Tom Bowling and Frank Bowling

Tom Bowling; Frank Bowling


Tom Bowling is a song written towards the end of the C18 by Charles Dibdin. Dibdin was a succesful (but not always financially) singer, composer and popular dramatist. Tom Bowlingis his most famous, and long lasting, song. In modern times it has been given an arrangement by Benjamin Britten. It is, of course, Britten and Peter Pears that have produced the benchmark recording of the arrangement.


The song is a eulogy for a sea captain, who has recently died. Although the song names him “Tom Bowling”, Charles Dibdin was actually mourning his brother, Tom Dibdin.

Here a sheer hulk lies poor Tom Bowling,
The darling of our crew;
No more he’ll hear the tempest howling,
For Death has broached him to..

Tom Bowling is a lovely song. But, studying and singing it, one often wonders what sort of sea captain Tom was. Not a naval type; so a commercial sailor. Trading in what? One very profitable enterprise in the C18 (apart from privateering in the many wars) was the slave trade…

The song lyrics give no clue. Insofar as Tom’s sea career is mentioned it is: “Faithful, below he did his duty”. Otherwise the song concentrates on the manly merits of Tom and his friends, and the destination of his soul – “gone aloft”.

These speculations came back, somewhat incongruously, whilst visiting the Frank Bowling exhibition at Tate Britain. The only thing in common between song and exhibition is the fictitious surname of Tom and the real surname of Frank. But yet.. could there be some tenuous connection between captain Dibdin and Frank?
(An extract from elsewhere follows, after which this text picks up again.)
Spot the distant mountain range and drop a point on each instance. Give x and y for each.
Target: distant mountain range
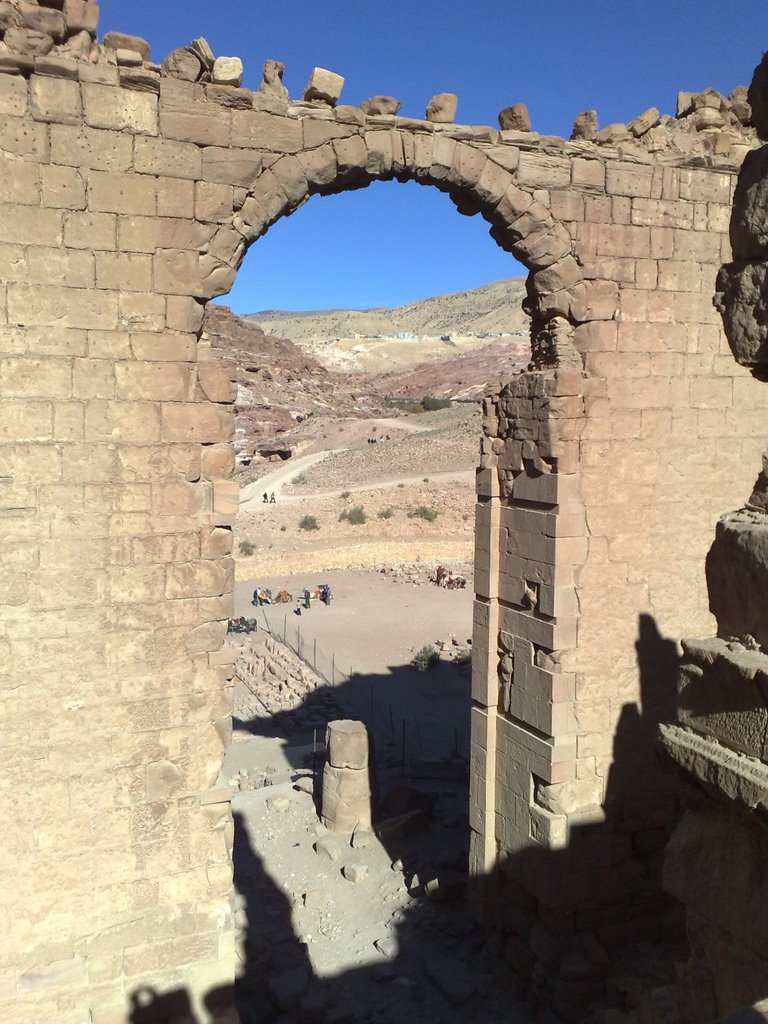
(491, 309)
One of Frank Bowling’s paintings is titled Middle Passage

(“Middle Passage” refers to the ghastly voyage suffered by African captives on ghastly slave ships. The adjective “Middle” can mean two things: the middle stage of the slaves’ journey, after capture and trek in Africa, and before the journey to their plantations in the Americas; or to the second leg of the slave ships’ journey: from Europe to Africa with manufactured goods to trade for humans; to the Americas with human cargo; and then home with plantation produce.)

As the commentary card to Middle Passage relates, Frank Bowling’s ancestors were trafficked to his home country of Guyana, on the North East coast of South America. But I doubt if Dibdin/Bowlingwas involved in this trading. It seems from Charles’s biographical details that Captain Tom was in the East Indies, dealing in cargoes of we know not what (but perhaps sometimes human, even there?). For Charles was settled, at a late point in his career, on joining his brother in the East. This plan was forestalled by Tom’s death.

My Tom Bowling musings lead nowhere. Time for a few thoughts about Frank.

The Tate Exhibition is another revelation, following closely the successful showings of Sorolla and Vallotton (see last blog). Our major galleries seem, this year, determined to draw wrongly neglected artists back into deserved light.

(Perhaps Frank Bowling is not entirely of this category, as he has persisted as a successful artist over many recent decades, but not of the first rank in reputation, and not well known, I suspect, to many art lovers.)

I do not attempt a critical synopsis. For one, I was very soon completely lost by the curators’ explanations of the many, many different techniques involving paint (enhanced, diluted, applied this way and that) and the other materials that Frank Bowling uses.






What impresses and moves greatly is his bold and vast deployment of colour. Whatever the techniques used, most of his paintings (usually pretty huge) are hymns to colours. Sometimes they are purely abstract (he ran with the Abstract Expressionist pack for a while), sometimes they hint at some place (often Guyana), and sometimes, intriguingly, faint images, of South America, or his mother’s house, are imbedded.

Much chaos, or unpredictability of method, is involved in the creation of many of the works. But chaotic processes ultimately cohere in artistic triumph.

Frank Bowling is distrustful of the label “black artist”. But clearly his birth country and his mother both continue to have great influence. He is therefore inevitably drawn to the things that shaped existence of both country and family – but perhaps not including the other Bowling.